Welcome to from-docker-to-kubernetes

Advanced Scheduling & Affinity

Understanding Kubernetes advanced scheduling capabilities and affinity rules

Introduction to Kubernetes Scheduling

Kubernetes scheduling is the process of assigning pods to nodes in the cluster. While the default scheduler works well for many scenarios, advanced applications often require more sophisticated placement strategies. Kubernetes provides powerful mechanisms to influence scheduling decisions, allowing administrators and developers to optimize for hardware efficiency, workload co-location, and availability.

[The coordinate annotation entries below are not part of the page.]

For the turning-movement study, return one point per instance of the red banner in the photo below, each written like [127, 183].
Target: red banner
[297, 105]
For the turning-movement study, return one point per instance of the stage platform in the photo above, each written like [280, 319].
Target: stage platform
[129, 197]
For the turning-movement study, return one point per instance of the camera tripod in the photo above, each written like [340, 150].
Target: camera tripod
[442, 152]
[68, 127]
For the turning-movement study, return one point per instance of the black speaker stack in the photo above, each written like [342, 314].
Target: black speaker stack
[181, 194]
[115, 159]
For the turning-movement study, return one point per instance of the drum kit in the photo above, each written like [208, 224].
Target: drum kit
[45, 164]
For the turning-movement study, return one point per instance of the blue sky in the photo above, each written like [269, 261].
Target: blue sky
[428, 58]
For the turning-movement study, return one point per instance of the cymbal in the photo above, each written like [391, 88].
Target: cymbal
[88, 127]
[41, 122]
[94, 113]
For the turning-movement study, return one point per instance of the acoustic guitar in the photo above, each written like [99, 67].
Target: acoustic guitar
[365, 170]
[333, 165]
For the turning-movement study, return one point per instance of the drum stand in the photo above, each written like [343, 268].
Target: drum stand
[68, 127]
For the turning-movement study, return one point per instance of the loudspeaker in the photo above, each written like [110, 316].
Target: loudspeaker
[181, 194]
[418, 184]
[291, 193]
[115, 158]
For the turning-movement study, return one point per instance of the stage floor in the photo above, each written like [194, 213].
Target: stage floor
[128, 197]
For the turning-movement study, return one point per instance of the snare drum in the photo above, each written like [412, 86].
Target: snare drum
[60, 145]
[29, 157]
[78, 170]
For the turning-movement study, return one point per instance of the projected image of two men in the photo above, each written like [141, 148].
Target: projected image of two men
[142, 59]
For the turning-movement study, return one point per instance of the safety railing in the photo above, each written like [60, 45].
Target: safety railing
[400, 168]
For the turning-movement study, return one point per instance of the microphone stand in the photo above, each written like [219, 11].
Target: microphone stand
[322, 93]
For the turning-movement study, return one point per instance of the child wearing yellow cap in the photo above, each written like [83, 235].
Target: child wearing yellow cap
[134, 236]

The Kubernetes scheduler is a control plane component that watches for newly created pods with no assigned node and selects a node for them to run on. This decision-making process considers:

  • Resource requirements and availability
  • Hardware/software constraints
  • Affinity and anti-affinity specifications
  • Taints and tolerations
  • Priority and preemption
  • Custom scheduler policies

Advanced scheduling capabilities allow you to implement complex deployment strategies, enforce business requirements, and optimize resource utilization across your cluster.

Node Selectors

Node selectors provide a simple way to constrain pods to nodes with specific labels. This is the most straightforward way to control pod placement.

apiVersion: v1
kind: Pod
metadata:
  name: gpu-machine-learning
spec:
  containers:
  - name: cuda-container
    image: nvidia/cuda:11.2.2-base-ubuntu20.04
  nodeSelector:
    hardware: gpu
    gpu-type: nvidia-tesla

To use node selectors:

  1. Label your nodes appropriately:
    kubectl label nodes node1 hardware=gpu gpu-type=nvidia-tesla
    
  2. Add a nodeSelector field to your pod specification targeting those labels

While simple to use, node selectors have limitations:

  • Only support equality-based requirements
  • Cannot express more complex conditions (OR, NOT operations)
  • Limited expressiveness for complex deployment scenarios

For more sophisticated requirements, Kubernetes offers node affinity.

Node Affinity

Node Affinity Basics

  • More expressive matching: Supports complex logical operations beyond simple equality
  • Rich selector syntax: Uses the same selector syntax as labels
  • Two types:
    • requiredDuringSchedulingIgnoredDuringExecution: Hard requirement (must be met)
    • preferredDuringSchedulingIgnoredDuringExecution: Soft preference (preferred but not mandatory)
  • Operators: Includes In, NotIn, Exists, DoesNotExist, Gt, Lt
  • Weight-based preferences: Assign priorities to different requirements
  • Future support: Will eventually support requiredDuringSchedulingRequiredDuringExecution

Hard Requirements Example

apiVersion: v1
kind: Pod
metadata:
  name: nginx-with-node-affinity
spec:
  affinity:
    nodeAffinity:
      requiredDuringSchedulingIgnoredDuringExecution:
        nodeSelectorTerms:
        - matchExpressions:
          - key: kubernetes.io/os
            operator: In
            values:
            - linux
          - key: kubernetes.io/arch
            operator: In
            values:
            - amd64
            - arm64

This pod will only be scheduled on Linux nodes with either amd64 or arm64 architecture.

Soft Preferences Example

apiVersion: v1
kind: Pod
metadata:
  name: nginx-with-preferred-node-affinity
spec:
  affinity:
    nodeAffinity:
      preferredDuringSchedulingIgnoredDuringExecution:
      - weight: 80
        preference:
          matchExpressions:
          - key: availability-zone
            operator: In
            values:
            - zone1
      - weight: 20
        preference:
          matchExpressions:
          - key: node-type
            operator: In
            values:
            - compute-optimized

This pod prefers to run in zone1 (weight 80) and on compute-optimized nodes (weight 20), but will still run elsewhere if these preferences cannot be satisfied.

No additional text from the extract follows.